Hill v. State

ODOM, Judge

(concurring).

While I concur in the results reached by the majority, I am unable to accept their reasoning in disposing of appellant’s ground of error complaining of the prosecutor’s argument on fingerprints. The argument complained of was, “Good professional burglars don’t leave fingerprints.” The analysis of the majority is as follows:

“It is common knowledge that experienced, good or professional burglars do not leave fingerprints. Defense counsel pointed out the fact that there was no testimony of fingerprints. The argument of the prosecutor was in reply to that of defense counsel.”

The majority assert that the proposition is common knowledge. Are they creating an additional realm of permissible jury argument? Cf. Alejandro v. State, Tex.Cr.App., 493 S.W.2d 230. It is often said that the parole law is common knowledge, but that does not mean it may be argued to the jury. It does not follow, from something being common knowledge, that it is automatically proper jury argument. If the majority mean something else, let them explain it.

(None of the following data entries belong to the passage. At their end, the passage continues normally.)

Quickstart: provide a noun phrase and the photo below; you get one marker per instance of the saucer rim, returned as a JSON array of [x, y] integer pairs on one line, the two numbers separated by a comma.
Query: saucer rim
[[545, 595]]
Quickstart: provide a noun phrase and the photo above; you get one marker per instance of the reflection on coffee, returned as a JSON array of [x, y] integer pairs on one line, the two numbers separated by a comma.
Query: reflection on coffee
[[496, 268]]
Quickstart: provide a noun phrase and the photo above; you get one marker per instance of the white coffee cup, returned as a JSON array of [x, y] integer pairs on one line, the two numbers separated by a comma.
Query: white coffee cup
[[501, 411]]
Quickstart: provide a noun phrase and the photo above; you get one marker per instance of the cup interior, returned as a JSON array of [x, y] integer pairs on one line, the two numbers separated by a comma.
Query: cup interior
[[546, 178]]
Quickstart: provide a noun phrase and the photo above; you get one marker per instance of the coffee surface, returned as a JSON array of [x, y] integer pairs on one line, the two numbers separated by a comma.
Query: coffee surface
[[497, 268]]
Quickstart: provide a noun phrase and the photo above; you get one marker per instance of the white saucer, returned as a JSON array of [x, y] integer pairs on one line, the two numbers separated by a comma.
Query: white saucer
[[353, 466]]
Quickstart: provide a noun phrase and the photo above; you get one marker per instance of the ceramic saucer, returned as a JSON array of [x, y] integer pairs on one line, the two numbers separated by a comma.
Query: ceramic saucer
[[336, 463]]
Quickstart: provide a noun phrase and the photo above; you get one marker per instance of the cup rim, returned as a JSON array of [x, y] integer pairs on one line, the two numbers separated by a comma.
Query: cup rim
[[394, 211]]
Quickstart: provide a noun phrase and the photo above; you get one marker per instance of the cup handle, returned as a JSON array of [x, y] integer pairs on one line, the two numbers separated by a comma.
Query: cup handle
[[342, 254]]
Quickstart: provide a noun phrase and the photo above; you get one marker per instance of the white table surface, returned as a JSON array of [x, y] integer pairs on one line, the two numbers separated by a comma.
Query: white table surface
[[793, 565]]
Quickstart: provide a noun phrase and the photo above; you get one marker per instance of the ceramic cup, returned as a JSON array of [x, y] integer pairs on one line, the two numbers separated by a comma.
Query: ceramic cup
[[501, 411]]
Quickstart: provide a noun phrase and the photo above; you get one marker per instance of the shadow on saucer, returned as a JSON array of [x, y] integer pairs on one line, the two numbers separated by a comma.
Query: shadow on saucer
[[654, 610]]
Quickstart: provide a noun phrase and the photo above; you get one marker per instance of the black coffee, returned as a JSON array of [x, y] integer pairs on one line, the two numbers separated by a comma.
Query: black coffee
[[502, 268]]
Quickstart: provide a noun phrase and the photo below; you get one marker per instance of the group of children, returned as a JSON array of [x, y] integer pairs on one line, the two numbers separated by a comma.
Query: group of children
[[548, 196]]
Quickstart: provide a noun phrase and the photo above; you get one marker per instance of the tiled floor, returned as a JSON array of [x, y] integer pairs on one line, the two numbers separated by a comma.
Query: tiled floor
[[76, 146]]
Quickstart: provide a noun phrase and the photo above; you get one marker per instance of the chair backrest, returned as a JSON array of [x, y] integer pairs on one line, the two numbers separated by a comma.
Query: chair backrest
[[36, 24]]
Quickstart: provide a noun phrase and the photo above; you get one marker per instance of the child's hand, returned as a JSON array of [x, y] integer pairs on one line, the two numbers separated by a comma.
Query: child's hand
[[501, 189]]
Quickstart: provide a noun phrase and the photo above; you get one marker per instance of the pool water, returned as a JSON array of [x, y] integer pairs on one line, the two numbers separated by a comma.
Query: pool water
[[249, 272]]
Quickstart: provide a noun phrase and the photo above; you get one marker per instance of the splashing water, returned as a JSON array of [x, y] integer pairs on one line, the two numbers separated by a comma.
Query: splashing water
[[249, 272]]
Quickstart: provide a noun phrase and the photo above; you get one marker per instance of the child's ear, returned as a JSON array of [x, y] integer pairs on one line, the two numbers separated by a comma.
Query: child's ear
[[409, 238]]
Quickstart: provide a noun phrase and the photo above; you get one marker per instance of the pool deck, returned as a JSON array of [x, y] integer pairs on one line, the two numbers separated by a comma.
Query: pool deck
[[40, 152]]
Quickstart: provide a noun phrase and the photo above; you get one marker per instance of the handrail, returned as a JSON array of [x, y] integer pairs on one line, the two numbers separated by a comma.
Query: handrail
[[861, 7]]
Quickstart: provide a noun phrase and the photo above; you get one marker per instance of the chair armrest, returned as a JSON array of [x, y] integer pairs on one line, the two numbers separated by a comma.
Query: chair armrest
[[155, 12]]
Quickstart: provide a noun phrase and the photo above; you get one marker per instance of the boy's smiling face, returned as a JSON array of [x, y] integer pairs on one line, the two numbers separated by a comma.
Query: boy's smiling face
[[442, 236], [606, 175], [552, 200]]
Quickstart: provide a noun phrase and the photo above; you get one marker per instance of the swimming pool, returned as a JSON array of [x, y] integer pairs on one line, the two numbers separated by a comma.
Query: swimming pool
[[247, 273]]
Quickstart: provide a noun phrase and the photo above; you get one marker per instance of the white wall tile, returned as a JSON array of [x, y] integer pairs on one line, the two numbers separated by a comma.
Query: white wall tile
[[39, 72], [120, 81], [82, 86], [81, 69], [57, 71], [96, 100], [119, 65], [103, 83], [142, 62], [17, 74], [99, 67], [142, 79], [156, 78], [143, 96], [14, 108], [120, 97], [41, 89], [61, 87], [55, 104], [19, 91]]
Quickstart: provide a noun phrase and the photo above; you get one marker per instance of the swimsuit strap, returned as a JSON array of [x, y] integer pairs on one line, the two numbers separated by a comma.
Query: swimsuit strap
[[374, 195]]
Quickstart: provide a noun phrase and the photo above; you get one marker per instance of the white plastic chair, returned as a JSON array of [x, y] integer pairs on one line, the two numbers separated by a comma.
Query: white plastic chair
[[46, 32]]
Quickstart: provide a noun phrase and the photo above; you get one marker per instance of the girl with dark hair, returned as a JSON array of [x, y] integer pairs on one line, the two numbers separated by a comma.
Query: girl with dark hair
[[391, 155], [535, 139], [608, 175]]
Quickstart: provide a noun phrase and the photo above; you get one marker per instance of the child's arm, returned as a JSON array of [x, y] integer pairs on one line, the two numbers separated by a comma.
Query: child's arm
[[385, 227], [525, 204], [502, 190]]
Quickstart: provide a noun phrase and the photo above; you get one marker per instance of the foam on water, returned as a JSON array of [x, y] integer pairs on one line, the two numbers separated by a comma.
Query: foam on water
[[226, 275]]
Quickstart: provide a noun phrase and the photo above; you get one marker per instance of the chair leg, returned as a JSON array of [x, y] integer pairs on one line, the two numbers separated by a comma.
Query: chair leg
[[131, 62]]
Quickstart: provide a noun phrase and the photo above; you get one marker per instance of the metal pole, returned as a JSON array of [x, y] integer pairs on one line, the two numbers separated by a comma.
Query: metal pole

The majority also assert that the prosecutor’s argument was invited by that of defense counsel. How ?! Defense counsel makes a perfectly legitimate argument on the failure of the State to produce evidence of fingerprints. How can this proper argument based on the evidence invite or authorize argument from outside the record? It is only improper argument that will invite and authorize the prosecutor to follow defense counsel outside the limits of legitimate jury argument, and even then, reply is invited only on the particular matters or subject matter gone into by defense counsel. It is proper to comment in argument upon the failure of the opposing party to call for or produce favorable evidence. Cf. Miller v. State, Tex.Cr.App., 458 S.W.2d 680; Joines v. State, Tex.Cr.App., 482 S.W.2d 205. It is improper to argue from outside the record. Here appellant commented on the failure of the State to produce any evidence of fingerprints. The State replied by going outside the record. If the majority’s rule that even proper argument invites the State to go outside the record is now the law, the defense attorneys in this State would be well advised to waive argument, since by making any argument they will be giving the prosecutors free license to go outside the record on any matter mentioned. In this respect it should be pointed out that the majority’s interpretation of Overton v. State, Tex.Cr.App., 490 S.W.2d 556, is thoroughly wrong. Overton did not say that the argument there complained of was invited by defendant’s argument. To the contrary, Overton pointed out that the subject matter of the prosecutor’s argument was invited, but that the assertion made did, in fact, go too far and constituted error. It was upon the action of the trial court sustaining the objection and instructing the jury to disregard that the ground of error was overruled. Contrary to what the majority say, if anything in the disposition of that ground of error in Overton was dictum, it was the assertion that argument was invited.

The majority, then, have presented no reason for overruling this ground of error that is convincing to me. I concur in the affirmance of the case only because the evidence of guilt is so conclusively established by the evidence presented to the jury that I find the improper argument of the prosecutor was harmless beyond a reasonable doubt.

I also take exception to the majority’s unfounded suggestion that the res gestae *815rule is superior to the United States Constitution. I thought such misconceptions were laid to rest in Smith v. State, Tex.Cr.App., 507 S.W.2d 779. Let us not risk conjuring up old ghosts with loose language. The bench and bar of this State should have no misconceptions about the fact that when a statement is obtained in violation of constitutional rights the mere statement “res gestae” will not operate as “magic words.” Here, however, it appears the statement was spontaneous, and not in response to questioning. There being no constitutional infirmity, the independent res gestae exception to the statutory rule against oral confessions in Article 38.22, V.A.C.C.P., came into play. It is in this sense that the res gestae rule is independent of rules of voluntariness of confessions. But in no sense is it superior to the Constitution. Another statement which was in response to a question asked after arrest was properly excluded.

For the reasons stated, I concur in the results only.